The company has reduced the size of its projected new electricity needs, but PUC members said they are still worried about the potential impacts on the customers who will have to cover the costs if the forecasts are wrong.

“I think the capital spending and the rate impacts associated with it are the single largest challenge in Colorado regulation now. And on this record, we’re seeing conservatively up to 50% impacts on residential customers’ rates in large part driven by the capital spending,” PUC Chairman Eric Blank said.

Minneapolis-based Xcel Energy has said it plans to spend about $22 billion in Colorado in the next five years. Business people who together own nearly 40,000 acres in the east Denver area oppose efforts to significantly scale back the amount of new power that Xcel Energy wants to add to the grid.

“My concern and the concerns of other people in the coalition were about being able to have power so that we can develop our property, so that we can respond to economic growth and economic development demands in the area,” said Chris Fellows, a developer and member of the East Metro Area Business Coalition.

Coalition members worked with a land-use economics firm to project energy needs in the area based on development plans and submitted them to the PUC. Substantially reducing Xcel’s forecasts for new power could be catastrophic for economic growth along the Front Range “and certainly out in that east-metro area,” Fellows said.

Xcel Energy, Colorado’s largest electric utility, is the only source of power in the area, which includes Denver International Airport, Fellows said.

“There’s already a strain on being able to develop. Projects have been delayed” waiting for electricity or natural gas service, Fellows added.

The Metro Mayors Caucus, which represents 38 municipalities, asked the PUC in a letter to approve Xcel’s plan, saying that reliable, sufficient and affordable power “is essential to Colorado’s economic growth, housing development, clean energy transition, and overall quality of life.”

The utility’s proposal is called a just transition plan because it includes ways to assist communities facing the loss of jobs and revenue as retirements of the utility’s coal facilities are accelerated to meet state goals on reductions in greenhouse gas emissions. Pueblo, Moffat, Routt and Rio Blanco counties, home to coal plants and mines, will be hit by the phasing out of coal operations.

Xcel originally proposed adding up to 14 gigawatts of new electricity. The company’s current maximum generating capacity is about 12 gigawatts, according to the PUC. However, not all power sources are available at the same time. The system’s capacity during the peak hours of the day is approximately 7 gigawatts.

There are many variables, but one gigawatt, equal to 1,000 megawatts, is enough to power roughly 340,000 homes.

In recent hearings, PUC members have questioned Xcel’s forecasts for new electricity needs. Some parties intervening in the case noted that Xcel Energy has seen requests from large users, such as data centers, withdrawn while the PUC has been considering the plan.
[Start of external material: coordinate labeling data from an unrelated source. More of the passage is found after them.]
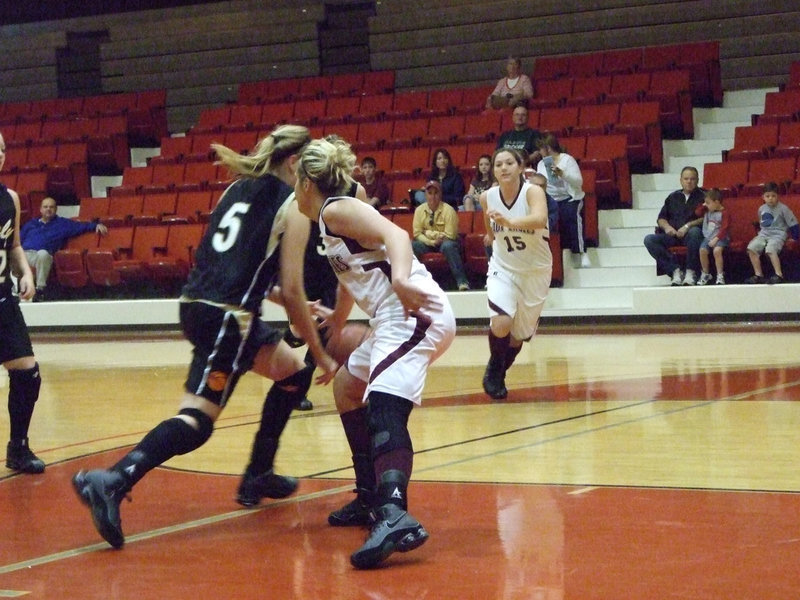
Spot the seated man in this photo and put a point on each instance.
(41, 238)
(435, 229)
(679, 225)
(376, 188)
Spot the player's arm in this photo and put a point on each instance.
(16, 256)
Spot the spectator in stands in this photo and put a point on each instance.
(482, 182)
(450, 181)
(679, 225)
(376, 188)
(43, 237)
(511, 89)
(715, 237)
(565, 185)
(777, 221)
(435, 229)
(522, 138)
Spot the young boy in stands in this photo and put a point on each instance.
(715, 237)
(777, 220)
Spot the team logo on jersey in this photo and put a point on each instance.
(216, 381)
(338, 264)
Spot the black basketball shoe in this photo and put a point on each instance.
(102, 491)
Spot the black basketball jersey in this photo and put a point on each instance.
(8, 217)
(237, 258)
(319, 278)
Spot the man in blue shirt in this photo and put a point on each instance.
(43, 237)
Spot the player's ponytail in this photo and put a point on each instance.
(270, 152)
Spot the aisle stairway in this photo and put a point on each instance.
(622, 279)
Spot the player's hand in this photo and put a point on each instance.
(414, 298)
(329, 367)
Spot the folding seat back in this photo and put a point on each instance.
(307, 112)
(596, 119)
(558, 120)
(445, 101)
(93, 208)
(276, 113)
(70, 268)
(241, 141)
(474, 100)
(176, 147)
(192, 205)
(551, 67)
(628, 87)
(552, 92)
(346, 84)
(378, 82)
(627, 60)
(585, 65)
(83, 242)
(373, 107)
(245, 116)
(54, 130)
(71, 153)
(778, 170)
(589, 90)
(409, 104)
(481, 127)
(407, 162)
(314, 87)
(755, 141)
(408, 132)
(443, 130)
(346, 131)
(728, 176)
(42, 155)
(213, 119)
(788, 140)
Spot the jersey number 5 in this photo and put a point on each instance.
(229, 227)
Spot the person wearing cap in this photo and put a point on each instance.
(435, 229)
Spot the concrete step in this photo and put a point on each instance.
(601, 277)
(628, 217)
(652, 200)
(753, 97)
(616, 237)
(695, 147)
(716, 131)
(726, 115)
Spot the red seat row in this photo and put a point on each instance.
(344, 84)
(701, 59)
(747, 177)
(129, 254)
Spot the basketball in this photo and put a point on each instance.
(350, 337)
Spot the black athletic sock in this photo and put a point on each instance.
(23, 392)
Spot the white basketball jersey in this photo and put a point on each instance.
(514, 250)
(365, 272)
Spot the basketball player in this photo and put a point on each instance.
(16, 352)
(412, 325)
(219, 310)
(515, 213)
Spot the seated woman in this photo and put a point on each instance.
(565, 185)
(482, 182)
(443, 171)
(511, 89)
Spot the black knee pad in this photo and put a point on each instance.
(194, 438)
(23, 385)
(298, 383)
(387, 419)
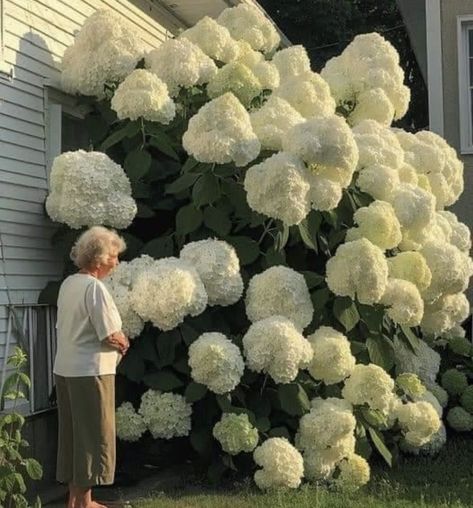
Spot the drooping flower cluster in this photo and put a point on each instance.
(106, 49)
(367, 79)
(166, 415)
(130, 424)
(282, 465)
(221, 132)
(167, 292)
(333, 360)
(235, 433)
(218, 266)
(143, 94)
(87, 189)
(274, 346)
(216, 362)
(279, 290)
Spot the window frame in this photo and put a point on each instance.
(464, 26)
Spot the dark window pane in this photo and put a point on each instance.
(73, 133)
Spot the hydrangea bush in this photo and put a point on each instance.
(291, 267)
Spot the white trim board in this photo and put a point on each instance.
(464, 22)
(434, 65)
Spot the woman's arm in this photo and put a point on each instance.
(119, 341)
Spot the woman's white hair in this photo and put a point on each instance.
(94, 246)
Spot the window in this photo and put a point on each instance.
(465, 81)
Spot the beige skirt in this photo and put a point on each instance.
(86, 430)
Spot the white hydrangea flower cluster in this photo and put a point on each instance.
(359, 269)
(106, 49)
(87, 189)
(282, 291)
(274, 345)
(371, 385)
(378, 223)
(195, 67)
(216, 362)
(143, 94)
(326, 436)
(167, 292)
(333, 360)
(419, 421)
(218, 266)
(282, 464)
(130, 425)
(278, 188)
(119, 283)
(236, 434)
(368, 77)
(404, 302)
(248, 23)
(221, 132)
(213, 39)
(166, 415)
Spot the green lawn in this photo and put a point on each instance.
(443, 481)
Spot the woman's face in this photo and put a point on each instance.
(111, 262)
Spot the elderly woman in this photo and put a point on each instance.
(90, 345)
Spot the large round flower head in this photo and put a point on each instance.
(106, 49)
(332, 361)
(130, 425)
(327, 146)
(237, 78)
(308, 93)
(358, 269)
(410, 266)
(248, 23)
(460, 420)
(380, 182)
(167, 292)
(369, 384)
(377, 145)
(272, 121)
(221, 132)
(419, 421)
(325, 426)
(279, 290)
(445, 313)
(292, 61)
(451, 269)
(166, 415)
(378, 223)
(216, 362)
(236, 434)
(413, 206)
(218, 266)
(282, 465)
(404, 302)
(372, 104)
(195, 67)
(213, 39)
(273, 345)
(143, 94)
(368, 63)
(460, 235)
(425, 362)
(87, 189)
(354, 473)
(431, 156)
(278, 188)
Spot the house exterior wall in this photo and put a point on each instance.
(450, 9)
(34, 35)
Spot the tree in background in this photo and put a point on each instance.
(325, 27)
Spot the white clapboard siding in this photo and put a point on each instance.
(35, 35)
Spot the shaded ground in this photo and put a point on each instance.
(443, 481)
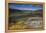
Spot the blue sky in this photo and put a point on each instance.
(24, 7)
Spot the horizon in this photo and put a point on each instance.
(25, 7)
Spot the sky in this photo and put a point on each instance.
(24, 7)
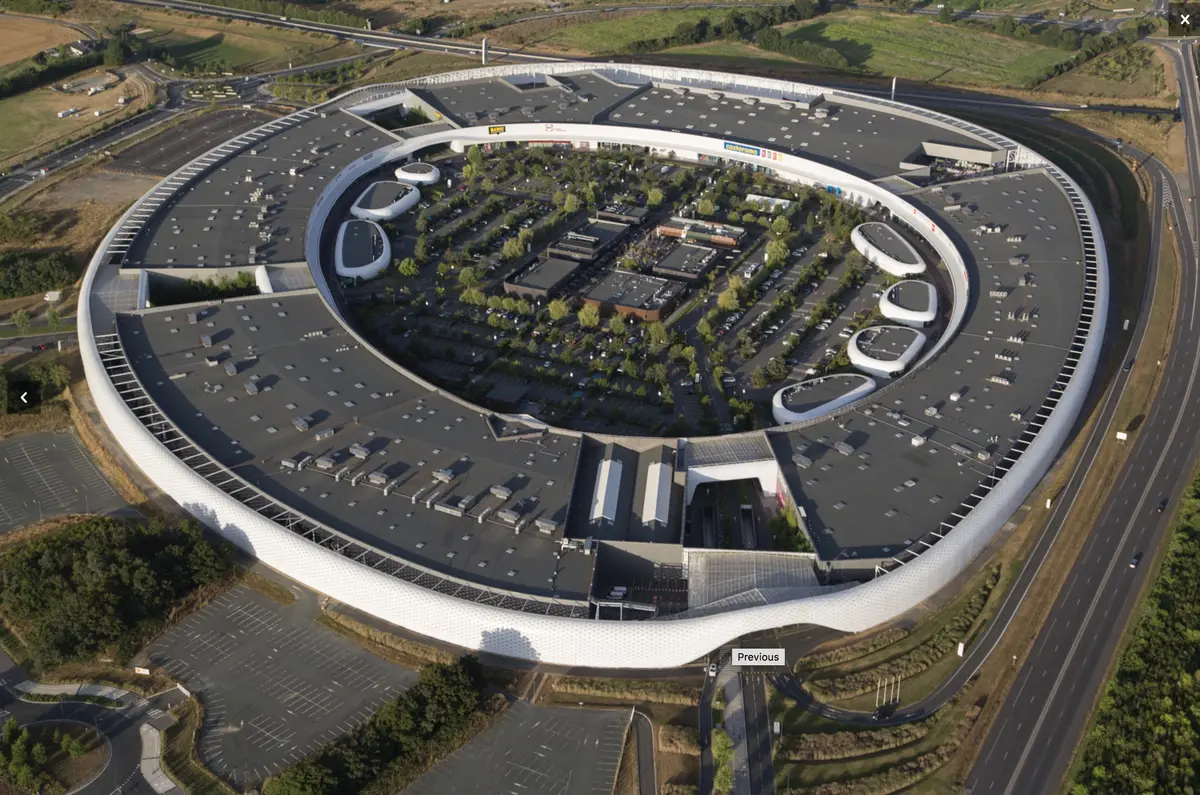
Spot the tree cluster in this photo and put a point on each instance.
(774, 41)
(25, 273)
(737, 24)
(102, 586)
(35, 76)
(168, 292)
(1146, 736)
(393, 747)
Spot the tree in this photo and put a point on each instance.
(777, 252)
(729, 299)
(468, 278)
(589, 316)
(558, 310)
(21, 320)
(114, 52)
(475, 157)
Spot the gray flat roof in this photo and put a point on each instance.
(886, 342)
(361, 244)
(858, 507)
(574, 99)
(637, 291)
(409, 431)
(383, 195)
(911, 294)
(888, 240)
(687, 258)
(547, 274)
(209, 223)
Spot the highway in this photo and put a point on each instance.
(1036, 734)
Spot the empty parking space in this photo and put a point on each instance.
(49, 474)
(275, 686)
(534, 751)
(174, 147)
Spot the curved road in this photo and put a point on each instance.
(1041, 723)
(121, 727)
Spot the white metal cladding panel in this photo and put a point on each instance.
(580, 641)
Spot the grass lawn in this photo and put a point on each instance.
(25, 37)
(595, 34)
(1134, 71)
(918, 48)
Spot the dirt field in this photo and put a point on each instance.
(25, 37)
(82, 209)
(29, 121)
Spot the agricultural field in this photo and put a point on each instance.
(25, 37)
(1134, 72)
(29, 121)
(597, 34)
(204, 43)
(922, 49)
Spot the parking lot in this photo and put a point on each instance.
(275, 686)
(534, 751)
(49, 474)
(162, 154)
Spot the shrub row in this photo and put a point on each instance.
(853, 651)
(917, 659)
(679, 740)
(900, 776)
(665, 692)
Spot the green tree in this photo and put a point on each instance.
(114, 52)
(468, 276)
(408, 267)
(21, 320)
(558, 309)
(475, 157)
(729, 299)
(589, 316)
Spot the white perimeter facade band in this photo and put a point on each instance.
(635, 644)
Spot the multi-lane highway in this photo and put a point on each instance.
(1043, 719)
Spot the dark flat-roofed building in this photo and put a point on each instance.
(384, 460)
(648, 298)
(543, 279)
(687, 262)
(629, 214)
(589, 241)
(252, 208)
(523, 99)
(703, 232)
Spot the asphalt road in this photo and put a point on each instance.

Xcel, though, expects the demand for electricity to rise by a compounded rate of 4% through 2031, compared with an average annual rate of 0.7% over the past five years. New data centers, large computing facilities in demand due to the use of artificial intelligence, in addition to more electric vehicles and the electrification of buildings are driving the forecasts.

“We’re seeing rapidly escalating costs of our general resources, of needs for transmission,” PUC member Megan Gilman said. “And then we have this really massive load forecast, far in excess of what we’ve seen on the system.”

Gilman said her priority is to support growth on the system, but that it’s important the growth doesn’t occur at the cost or undue risk to existing ratepayers.

Xcel Energy’s updated load forecast in the plan ranges from about 7 gigawatts to nearly 9 gigawatts. Blank said in a previous hearing that he was considering a level some where around 4 gigawatts to 5 gigawatts given a lot of uncertainty.

The PUC will resume deliberation of the first phase of the plan Wednesday. The plan’s second phase, which will be submitted later, will look at the kind and amount of energy resources Xcel proposes.